第2章
第2章1話 新たな依頼
聖女様失踪事件から数日後。あれから俺たちはそれぞれの日常に戻りながらも、魔獣活性化という本来の調査にあたるのだった。
カイラさんは相変わらず俺の家で生活をしているが、前回のゴブリンの巣のような魔族側の拠点がまだあると考えていて、個人で近辺を動き回って調査をしてくれている。最低でも三日に一回は帰ってきていて、もし帰りがなかった場合は私に何かあったと思えと言われた。一応、前日にはカイラさんの捜索予定エリアも頂いているので、何かあればそこを探れば良いのだろう。
地の聖女と付き人であるシルヴィアさんとネレイドさんはテミスの街に戻り、ルナリス側以外でも異変が起きているらしく、そちらの地域の調査に向かわれたらしい。

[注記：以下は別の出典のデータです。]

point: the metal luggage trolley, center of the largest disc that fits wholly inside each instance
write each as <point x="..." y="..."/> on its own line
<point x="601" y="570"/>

進展はわからないが、地の聖女からは、ほぼ毎日のように手紙が届いている。手紙が届いているのに進展が分からないのは手紙の内容がほぼラブレターだからだ。手紙にはベラとお呼びくださいと書かれていたが、しばらくは聖女様とお呼びしよう。
リーシャさんとエリスの二人はルナリスのギルドで依頼を受けながら、たまに情報交換をする仲になった。エリスは警戒されつつも友好的だが、リーシャさんはもう槍で殴ることに遠慮がなくなっている。なのでこっちも遠慮なくお触りしている。おかげで最近は出会い頭に殴られる。

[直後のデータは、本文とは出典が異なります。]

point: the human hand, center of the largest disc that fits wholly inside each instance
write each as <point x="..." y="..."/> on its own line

それから最後にルーナだが…………相変わらず俺にべったりだ。ほとんど彼女は家に帰らない。正確には帰宅は毎日しているが、眠るのは家だ。カイラさんが泊まる日は絶対にいる。俺とカイラさんを二人きりにしないという強い執念を感じる。そんなこんなで、ここ数日は平和な日々を過ごしていた。

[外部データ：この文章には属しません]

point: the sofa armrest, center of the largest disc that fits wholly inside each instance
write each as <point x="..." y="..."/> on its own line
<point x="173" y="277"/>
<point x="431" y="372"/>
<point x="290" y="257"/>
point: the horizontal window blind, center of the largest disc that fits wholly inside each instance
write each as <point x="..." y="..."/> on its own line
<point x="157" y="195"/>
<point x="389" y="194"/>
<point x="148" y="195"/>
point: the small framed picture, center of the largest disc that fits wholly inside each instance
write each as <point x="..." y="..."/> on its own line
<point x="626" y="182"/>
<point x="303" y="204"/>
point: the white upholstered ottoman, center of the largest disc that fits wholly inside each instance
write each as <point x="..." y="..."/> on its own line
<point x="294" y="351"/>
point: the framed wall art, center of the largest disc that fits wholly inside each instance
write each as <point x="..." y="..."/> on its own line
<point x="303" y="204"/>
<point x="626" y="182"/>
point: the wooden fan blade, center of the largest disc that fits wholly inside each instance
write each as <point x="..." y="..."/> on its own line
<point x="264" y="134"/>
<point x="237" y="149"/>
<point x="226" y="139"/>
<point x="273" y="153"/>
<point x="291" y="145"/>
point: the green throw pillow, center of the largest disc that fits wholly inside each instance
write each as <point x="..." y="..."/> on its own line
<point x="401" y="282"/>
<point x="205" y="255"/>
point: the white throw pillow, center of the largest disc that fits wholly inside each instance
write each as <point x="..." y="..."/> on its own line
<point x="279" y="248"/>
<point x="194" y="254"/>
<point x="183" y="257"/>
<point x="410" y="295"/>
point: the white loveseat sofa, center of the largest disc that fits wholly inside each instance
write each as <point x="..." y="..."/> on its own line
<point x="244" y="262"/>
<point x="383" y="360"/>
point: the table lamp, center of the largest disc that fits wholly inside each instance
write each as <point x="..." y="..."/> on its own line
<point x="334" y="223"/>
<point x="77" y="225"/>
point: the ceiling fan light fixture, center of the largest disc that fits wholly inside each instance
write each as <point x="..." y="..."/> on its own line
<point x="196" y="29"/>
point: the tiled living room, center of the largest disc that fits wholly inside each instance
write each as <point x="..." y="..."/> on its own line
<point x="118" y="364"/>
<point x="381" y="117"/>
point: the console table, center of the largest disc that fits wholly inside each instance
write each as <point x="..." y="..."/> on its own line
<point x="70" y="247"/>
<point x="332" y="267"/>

依頼もあえて倒しなれた魔獣か雑魚を選んでいた。なぜなら活性化が分かりやすいからだ。しかし、異変の解明が遅れている現状では魔獣討伐の任務をこなすしかなかった。
そんなある日のことだった。いつも通りギルドで依頼を受けようとした俺たちは、受付嬢のリズさんに呼び止められた。
「アクイラさん!」
「何ですか?」
「ベラトリックス様から指名依頼ですよ灼熱の拳様?」
「俺がその二つ名嫌いって知っててわざと声に出してますよね?」
しかし、地の聖女からの依頼とは何だろうか。そう思い、手紙を受け取ると、なんでも森の奥にある集落からの依頼を回されたらしい。内容は、魔獣に襲われている集落の救援だ。問題なさそうだし俺は引き受けることにした。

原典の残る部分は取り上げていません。